I was actually really looking forward to the first movie, being completely open to enjoying it as it was, while appreciating the series regardless. Oh well; at least there were new merchandising opportunities, though I can't keep up with all of those.

However subjective it might be, I think Rei and Asuka in You Can (Not) Advance had their flaws toned down and made "cute". These days I'm aware that female characters may be flawed only for the purpose male audience infatuation, but I've always clung to the notion that Rei and Asuka, though sexualized, had genuine faults and deeply disturbing aspects, that it wasn't all there for the fanboys or meant to be endearing. Seeing them acting nicer/being more comical was a little bit disturbing, though without the emotional connection that I have to Shinji. Like the portrayal of Shinji, it means they are defanged, and greater apparent "positivity" doesn't mean the characters are more appealing or better written.

Some of the new Angels did look really cool, and were the things that excited me the most.
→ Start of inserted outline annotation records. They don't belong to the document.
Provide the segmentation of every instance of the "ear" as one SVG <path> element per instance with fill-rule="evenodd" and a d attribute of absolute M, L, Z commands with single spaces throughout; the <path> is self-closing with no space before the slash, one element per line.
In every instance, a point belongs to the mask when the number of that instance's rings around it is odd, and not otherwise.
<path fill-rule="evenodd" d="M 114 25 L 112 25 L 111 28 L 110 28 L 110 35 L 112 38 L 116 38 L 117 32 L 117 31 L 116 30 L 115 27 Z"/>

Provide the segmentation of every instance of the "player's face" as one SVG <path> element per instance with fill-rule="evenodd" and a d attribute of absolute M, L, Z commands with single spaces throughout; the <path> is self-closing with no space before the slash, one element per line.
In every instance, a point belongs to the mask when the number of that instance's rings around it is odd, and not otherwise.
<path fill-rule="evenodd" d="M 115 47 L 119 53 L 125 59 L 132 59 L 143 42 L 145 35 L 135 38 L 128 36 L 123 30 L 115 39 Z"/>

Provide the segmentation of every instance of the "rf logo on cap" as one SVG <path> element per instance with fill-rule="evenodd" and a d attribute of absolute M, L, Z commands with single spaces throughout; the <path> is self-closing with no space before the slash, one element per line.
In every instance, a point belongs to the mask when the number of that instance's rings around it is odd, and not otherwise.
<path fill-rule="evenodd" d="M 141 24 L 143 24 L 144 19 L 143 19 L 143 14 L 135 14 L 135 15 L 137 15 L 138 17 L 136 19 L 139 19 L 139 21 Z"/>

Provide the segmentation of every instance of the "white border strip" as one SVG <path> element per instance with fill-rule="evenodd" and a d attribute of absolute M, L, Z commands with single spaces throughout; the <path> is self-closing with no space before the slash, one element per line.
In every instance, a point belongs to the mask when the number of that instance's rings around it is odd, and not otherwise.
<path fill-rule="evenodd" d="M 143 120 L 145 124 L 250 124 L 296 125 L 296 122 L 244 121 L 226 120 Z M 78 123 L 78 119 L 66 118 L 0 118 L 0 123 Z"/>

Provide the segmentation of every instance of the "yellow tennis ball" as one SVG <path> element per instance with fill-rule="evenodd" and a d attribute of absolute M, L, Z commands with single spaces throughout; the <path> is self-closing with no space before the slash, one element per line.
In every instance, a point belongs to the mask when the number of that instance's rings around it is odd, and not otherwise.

Saying that I hate Mari would be too strong. Rather, it's just that I don't like her. I don't see a need for her, and am disappointed that she's not screwed up in the way Evangelion characters usually are. Yeah, being a nut for fighting and sniffing Shinji like a dog might make her a fine candidate for insanity in any other series, but it's different from the emotional instability usually shown in Evangelion, and I can't help but feel the loss. And maybe, her not being a secret emotional powder keg is the point, but being a contrast to the other pilots doesn't make her interesting by herself. This all adds up to Mari not feeling like a "real" character at all, just someone tacked on.